* [PATCH] Deadlock in af_packet/packet_rcv
@ 2004-11-25 20:55 Olaf Kirch
2004-11-30 4:02 ` David S. Miller
2004-11-30 9:32 ` Tommy Christensen
0 siblings, 2 replies; 9+ messages in thread
From: Olaf Kirch @ 2004-11-25 20:55 UTC (permalink / raw)
To: netdev
Before introduction of lock-less loopback, all of netdev_xmit_nit was
running with bottom halves disabled, and some code seems to rely on
this. One of them is af_packet's packet_rcv handler, which is called
from the receive path via netdev_xmit_nit. It takes a spin lock,
and if an interrupt occurs and calls netdev_xmit during this time,
the CPU deadlocks.
The patch below disables BHs while in the TX path for loopback and
similar devices.
An alternative, less conservative fix would be to just use spin_lock_bh
in af_packet.c.
Signed-off-by: Olaf Kirch <okir@suse.de>
Index: linux-2.6.9/net/core/dev.c
===================================================================
--- linux-2.6.9.orig/net/core/dev.c
+++ linux-2.6.9/net/core/dev.c
@@ -1222,6 +1222,7 @@ int __skb_linearize(struct sk_buff *skb,
}
#define HARD_TX_LOCK(dev, cpu) { \
+ local_disable_bh(); \
if ((dev->features & NETIF_F_LLTX) == 0) { \
spin_lock(&dev->xmit_lock); \
dev->xmit_lock_owner = cpu; \
@@ -1233,6 +1234,7 @@ int __skb_linearize(struct sk_buff *skb,
dev->xmit_lock_owner = -1; \
spin_unlock(&dev->xmit_lock); \
} \
+ local_enable_bh(); \
}
static inline void qdisc_run(struct net_device *dev)
--
Olaf Kirch | Things that make Monday morning interesting, #2:
okir@suse.de | "We have 8,000 NFS mount points, why do we keep
---------------+ running out of privileged ports?"

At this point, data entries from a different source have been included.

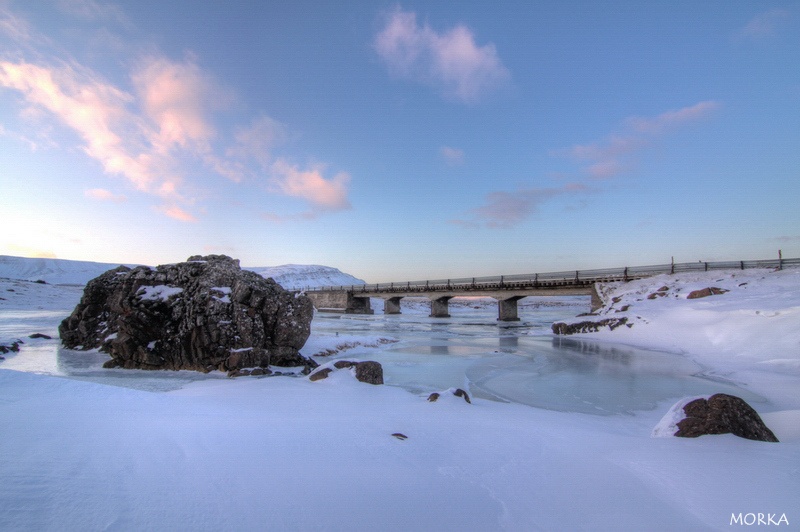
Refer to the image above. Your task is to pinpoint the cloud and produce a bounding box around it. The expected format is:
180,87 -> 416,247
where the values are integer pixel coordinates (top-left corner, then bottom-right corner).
374,8 -> 511,103
84,188 -> 128,203
0,0 -> 350,221
226,116 -> 287,168
133,57 -> 215,153
271,159 -> 351,211
739,8 -> 790,39
451,183 -> 589,228
439,146 -> 464,165
564,100 -> 720,179
157,205 -> 197,222
626,100 -> 719,135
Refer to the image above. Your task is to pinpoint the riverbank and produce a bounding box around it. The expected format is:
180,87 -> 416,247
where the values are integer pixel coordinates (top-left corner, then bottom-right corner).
0,274 -> 800,530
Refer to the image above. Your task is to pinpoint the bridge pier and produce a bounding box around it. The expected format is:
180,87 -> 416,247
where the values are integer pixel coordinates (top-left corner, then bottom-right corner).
344,293 -> 375,314
497,296 -> 525,321
383,296 -> 403,314
430,296 -> 453,318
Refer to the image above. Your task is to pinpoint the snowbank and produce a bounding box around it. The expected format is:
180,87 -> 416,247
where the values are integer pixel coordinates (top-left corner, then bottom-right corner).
556,268 -> 800,407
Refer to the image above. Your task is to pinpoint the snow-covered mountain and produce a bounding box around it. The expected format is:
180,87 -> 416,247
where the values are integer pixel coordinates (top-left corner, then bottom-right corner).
244,264 -> 366,290
0,255 -> 364,290
0,255 -> 135,284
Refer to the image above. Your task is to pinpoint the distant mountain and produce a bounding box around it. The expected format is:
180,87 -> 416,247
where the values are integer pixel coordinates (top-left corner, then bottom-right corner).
0,255 -> 365,290
244,264 -> 366,290
0,255 -> 136,284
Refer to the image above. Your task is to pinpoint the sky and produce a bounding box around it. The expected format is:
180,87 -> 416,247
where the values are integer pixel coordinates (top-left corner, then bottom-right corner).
0,0 -> 800,282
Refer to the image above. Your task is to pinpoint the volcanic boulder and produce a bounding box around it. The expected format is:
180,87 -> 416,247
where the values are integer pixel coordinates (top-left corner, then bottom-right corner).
59,255 -> 316,371
675,393 -> 778,442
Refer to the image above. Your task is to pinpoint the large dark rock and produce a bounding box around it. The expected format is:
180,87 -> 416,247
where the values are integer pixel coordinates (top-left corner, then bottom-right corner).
59,255 -> 316,371
675,393 -> 778,442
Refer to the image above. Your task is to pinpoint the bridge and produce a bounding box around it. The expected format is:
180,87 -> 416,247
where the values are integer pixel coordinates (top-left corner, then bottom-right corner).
304,255 -> 800,321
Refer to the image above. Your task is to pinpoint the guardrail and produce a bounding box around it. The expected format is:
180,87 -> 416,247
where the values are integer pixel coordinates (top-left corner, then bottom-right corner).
305,258 -> 800,293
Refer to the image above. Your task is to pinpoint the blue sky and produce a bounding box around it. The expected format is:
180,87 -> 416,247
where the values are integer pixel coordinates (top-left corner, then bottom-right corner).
0,0 -> 800,282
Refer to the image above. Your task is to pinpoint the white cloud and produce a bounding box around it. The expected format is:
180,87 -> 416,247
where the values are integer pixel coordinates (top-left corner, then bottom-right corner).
375,9 -> 511,103
0,0 -> 350,221
740,8 -> 789,39
271,159 -> 351,211
452,183 -> 589,228
554,100 -> 720,179
84,188 -> 127,203
439,146 -> 464,165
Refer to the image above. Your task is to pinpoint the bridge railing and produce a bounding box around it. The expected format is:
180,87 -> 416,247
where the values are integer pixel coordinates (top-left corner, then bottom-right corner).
306,258 -> 800,292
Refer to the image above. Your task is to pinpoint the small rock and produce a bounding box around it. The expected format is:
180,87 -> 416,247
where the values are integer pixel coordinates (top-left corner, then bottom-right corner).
308,368 -> 333,382
675,393 -> 778,442
551,317 -> 628,335
686,286 -> 728,299
453,388 -> 472,404
0,340 -> 25,354
356,360 -> 383,384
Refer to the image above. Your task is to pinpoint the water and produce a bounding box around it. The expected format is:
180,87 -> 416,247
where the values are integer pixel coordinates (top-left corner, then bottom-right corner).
313,298 -> 766,415
0,297 -> 766,415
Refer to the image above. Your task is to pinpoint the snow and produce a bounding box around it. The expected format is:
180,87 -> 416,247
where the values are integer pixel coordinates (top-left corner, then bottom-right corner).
0,258 -> 800,531
0,255 -> 133,285
244,264 -> 365,290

^ permalink raw reply [flat|nested] 9+ messages in thread
* Re: [PATCH] Deadlock in af_packet/packet_rcv
2004-11-25 20:55 [PATCH] Deadlock in af_packet/packet_rcv Olaf Kirch
@ 2004-11-30 4:02 ` David S. Miller
2004-11-30 10:48 ` Olaf Kirch
2004-11-30 9:32 ` Tommy Christensen
1 sibling, 1 reply; 9+ messages in thread
From: David S. Miller @ 2004-11-30 4:02 UTC (permalink / raw)

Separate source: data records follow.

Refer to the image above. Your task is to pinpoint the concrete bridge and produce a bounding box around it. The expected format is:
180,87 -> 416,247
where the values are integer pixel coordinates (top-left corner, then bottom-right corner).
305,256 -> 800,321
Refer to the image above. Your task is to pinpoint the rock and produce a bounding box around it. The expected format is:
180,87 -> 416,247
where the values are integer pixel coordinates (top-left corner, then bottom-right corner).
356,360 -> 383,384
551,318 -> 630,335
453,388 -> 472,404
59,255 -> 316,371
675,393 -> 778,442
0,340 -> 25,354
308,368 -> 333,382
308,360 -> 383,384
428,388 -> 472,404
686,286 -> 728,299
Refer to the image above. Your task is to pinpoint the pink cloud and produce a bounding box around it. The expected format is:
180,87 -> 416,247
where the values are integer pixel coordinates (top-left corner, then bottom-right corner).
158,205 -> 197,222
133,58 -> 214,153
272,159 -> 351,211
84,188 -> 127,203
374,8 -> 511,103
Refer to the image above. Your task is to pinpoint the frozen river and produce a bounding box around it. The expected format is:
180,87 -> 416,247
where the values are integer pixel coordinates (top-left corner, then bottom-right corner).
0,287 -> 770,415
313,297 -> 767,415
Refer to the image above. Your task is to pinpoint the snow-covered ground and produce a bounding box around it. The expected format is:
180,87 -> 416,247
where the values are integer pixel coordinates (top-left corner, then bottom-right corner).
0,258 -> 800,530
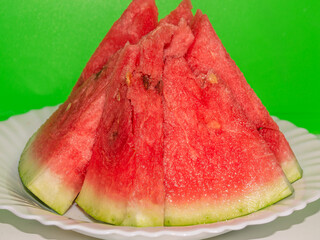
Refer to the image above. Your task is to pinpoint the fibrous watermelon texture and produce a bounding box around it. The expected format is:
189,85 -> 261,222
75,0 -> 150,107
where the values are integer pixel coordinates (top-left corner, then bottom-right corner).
76,21 -> 176,226
74,0 -> 158,89
19,50 -> 122,214
187,10 -> 302,182
19,0 -> 158,214
163,58 -> 292,226
19,0 -> 300,226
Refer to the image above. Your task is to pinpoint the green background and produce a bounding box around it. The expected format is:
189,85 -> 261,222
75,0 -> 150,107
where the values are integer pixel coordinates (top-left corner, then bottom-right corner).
0,0 -> 320,133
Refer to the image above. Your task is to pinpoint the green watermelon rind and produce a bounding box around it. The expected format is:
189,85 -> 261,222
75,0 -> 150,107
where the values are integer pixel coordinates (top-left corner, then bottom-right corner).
75,186 -> 163,227
281,158 -> 303,183
18,130 -> 74,215
164,178 -> 293,226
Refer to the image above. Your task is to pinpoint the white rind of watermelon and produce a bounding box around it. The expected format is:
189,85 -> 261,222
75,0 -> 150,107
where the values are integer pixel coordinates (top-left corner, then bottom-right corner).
164,177 -> 293,226
19,133 -> 78,214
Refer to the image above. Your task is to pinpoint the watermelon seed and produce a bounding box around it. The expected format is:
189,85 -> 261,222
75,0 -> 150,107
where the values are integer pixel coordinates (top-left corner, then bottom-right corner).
142,74 -> 151,90
66,103 -> 72,111
154,81 -> 162,94
112,132 -> 118,139
116,91 -> 121,102
95,68 -> 103,80
126,72 -> 132,86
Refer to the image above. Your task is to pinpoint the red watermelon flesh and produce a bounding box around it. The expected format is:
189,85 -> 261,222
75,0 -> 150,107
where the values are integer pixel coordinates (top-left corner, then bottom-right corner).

To: Olaf Kirch; +Cc: netdev
On Thu, 25 Nov 2004 21:55:03 +0100
Olaf Kirch <okir@suse.de> wrote:
> Before introduction of lock-less loopback, all of netdev_xmit_nit was
> running with bottom halves disabled, and some code seems to rely on
> this. One of them is af_packet's packet_rcv handler, which is called
> from the receive path via netdev_xmit_nit. It takes a spin lock,
> and if an interrupt occurs and calls netdev_xmit during this time,
> the CPU deadlocks.
>
> The patch below disables BHs while in the TX path for loopback and
> similar devices.
>
> An alternative, less conservative fix would be to just use spin_lock_bh
> in af_packet.c.
Good spotting.
If it's only the dev_queue_xmit_nit() handlers which all want
BHs disabled, why don't we just disable BHs in that function?
^ permalink raw reply [flat|nested] 9+ messages in thread
* Re: [PATCH] Deadlock in af_packet/packet_rcv
2004-11-25 20:55 [PATCH] Deadlock in af_packet/packet_rcv Olaf Kirch
2004-11-30 4:02 ` David S. Miller
@ 2004-11-30 9:32 ` Tommy Christensen
2004-11-30 11:01 ` Olaf Kirch
1 sibling, 1 reply; 9+ messages in thread
From: Tommy Christensen @ 2004-11-30 9:32 UTC (permalink / raw)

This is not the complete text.